Are stepfamilies on the decline?

According to official figures just released, over the last ten years there has been a dramatic decline in the number of households in Britain in which a stepmother or stepfather is bringing up children from their partner’s previous relationship.

The figures have been released by the Office for National Statistics and show that the number of stepfamilies, including unmarried and married parents, has dropped by 14 per cent in decade before the 2011 census.

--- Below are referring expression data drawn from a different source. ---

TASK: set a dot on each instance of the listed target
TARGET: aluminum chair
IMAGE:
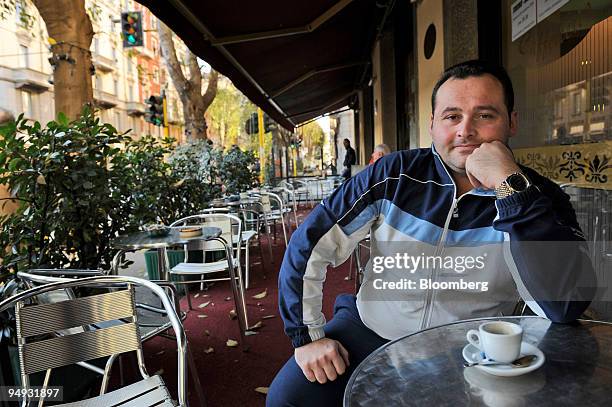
(254, 218)
(272, 215)
(229, 242)
(303, 190)
(149, 327)
(290, 203)
(250, 233)
(38, 352)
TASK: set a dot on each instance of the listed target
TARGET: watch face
(517, 182)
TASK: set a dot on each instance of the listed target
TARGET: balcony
(31, 80)
(135, 108)
(104, 100)
(104, 64)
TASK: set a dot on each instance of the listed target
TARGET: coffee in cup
(499, 340)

The number of stepfamilies in England and Wales has fallen from 631,000 in 2001 to 544,000 in 2011.

The same period also saw a huge rise in the birth rate with the total number of families with dependent children increasing by 150,000 to 4.3 million.

This fall in the number of stepfamilies has come despite claims the traditional nuclear family is in decline as a result of rising divorce rates, increasing numbers of cohabiting couples and same-sex couples having children.

Commenting on the figures, the Office for National Statistics said that there didn’t seem to be a clear explanation for the fall in stepfamilies but did suggest that it could be down to people having children later on in life, making them less likely to have children from past relationships.

The ONS also suggest that although attitudes to marriage are becoming increasingly liberal, in the UK the traditional urge to settle down and start a family still remains strong.

It has been suggested by some commentators that many couples are making a deliberate choice to live apart due to disincentives in the benefits and tax system, whilst many divorce lawyers have said that the fall proves that parents are increasingly adopting a ‘once bitten, twice shy’ attitude to new relationships.

The majority of the changes seem to be down to the numbers of unmarried couples: the number of cohabiting couples bringing up children from a previous relationship – which means they are counted as stepfamilies – has fallen by 29 per cent to 203,000 during the last ten years. In contrast, the number of cohabiting couples who are bringing up just their own children has increased by 43 per cent.

The ONS made the following comment: “Possible factors include a rise in the average age at which women have their first baby.

This means that children are less likely to be born to younger couples who are more likely to break up.

This may lessen the chance of children becoming stepchildren later on.

Lone parents may be increasingly likely to have a partner who lives elsewhere. This partner may be a stepparent to the lone parent’s children while not living with them permanently.”